Workshop Wednesday: Sugar Cube Math, Part 2

This topic has been explained in a previous post, but now we can supplement that with a photo. See the complete post HERE for detailed activities to make math understandable in such a fun way that it will prompt you and your kids to call it “SWEET!”

Notice that several activities are demonstrated in the picture: multiplication (upper left), showing that 2 rows of 3 cubes each is equal to 3 rows of 2 cubes each; volume (upper right), showing 3 layers of 3 rows with 3 cubes each, or 3x3x3; and the differences between area and perimeter (bottom). The four groups of sugar cubes at the bottom each contain 12 sugar cubes, so they all have an area of 12 units. However, the varying configurations show how the perimeter changes drastically.

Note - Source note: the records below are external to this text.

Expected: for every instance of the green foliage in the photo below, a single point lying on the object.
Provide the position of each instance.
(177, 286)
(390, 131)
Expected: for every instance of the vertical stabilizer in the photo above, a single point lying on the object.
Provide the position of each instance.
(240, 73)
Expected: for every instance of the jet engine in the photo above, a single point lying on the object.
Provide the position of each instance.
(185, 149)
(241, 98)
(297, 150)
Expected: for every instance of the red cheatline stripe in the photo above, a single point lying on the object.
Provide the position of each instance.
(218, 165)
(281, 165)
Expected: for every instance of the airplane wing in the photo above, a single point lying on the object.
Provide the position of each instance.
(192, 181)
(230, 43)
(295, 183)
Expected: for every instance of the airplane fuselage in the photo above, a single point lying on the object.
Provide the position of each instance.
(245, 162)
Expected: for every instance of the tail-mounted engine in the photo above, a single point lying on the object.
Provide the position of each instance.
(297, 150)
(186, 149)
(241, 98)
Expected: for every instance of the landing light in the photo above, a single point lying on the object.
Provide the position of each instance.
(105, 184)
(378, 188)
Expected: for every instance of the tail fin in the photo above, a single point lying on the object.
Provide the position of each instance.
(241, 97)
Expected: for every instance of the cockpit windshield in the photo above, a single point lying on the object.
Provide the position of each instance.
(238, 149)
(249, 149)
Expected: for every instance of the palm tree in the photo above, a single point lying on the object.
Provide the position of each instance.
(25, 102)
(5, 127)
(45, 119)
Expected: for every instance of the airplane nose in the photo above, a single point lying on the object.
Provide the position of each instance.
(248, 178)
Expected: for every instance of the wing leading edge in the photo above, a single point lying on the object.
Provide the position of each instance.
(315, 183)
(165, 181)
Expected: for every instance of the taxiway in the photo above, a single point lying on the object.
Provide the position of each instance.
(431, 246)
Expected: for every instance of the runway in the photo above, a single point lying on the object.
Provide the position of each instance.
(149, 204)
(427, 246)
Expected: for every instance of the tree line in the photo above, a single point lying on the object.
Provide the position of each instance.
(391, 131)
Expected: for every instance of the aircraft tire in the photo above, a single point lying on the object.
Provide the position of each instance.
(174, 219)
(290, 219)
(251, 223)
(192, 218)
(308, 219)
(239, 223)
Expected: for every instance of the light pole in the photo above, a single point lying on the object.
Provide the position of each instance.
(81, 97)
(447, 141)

With the far right configuration, the sides in the middle hole could be counted as part of the perimeter, too, depending on the real-life application (e.g. if you were installing a fence along the sides of a trail, and the cubes represented the trail).

1) I wrote right on the cookie sheet with a dry erase marker and wiped it off with a tissue (but I did wash the pan well before putting it away).
2) The sugar cube activities can also be drawn on graph paper to save as a reference or worksheet.

See also:
Sugar Cube Math
What Is the Missing Element?
Building Blocks for Success in Math
Looking for the “Hard Part”
Why Does Math Class Take SO LONG?


  1. I have always used linking cubes for math. I can see where sugar cubes would come in handy and probably cheaper.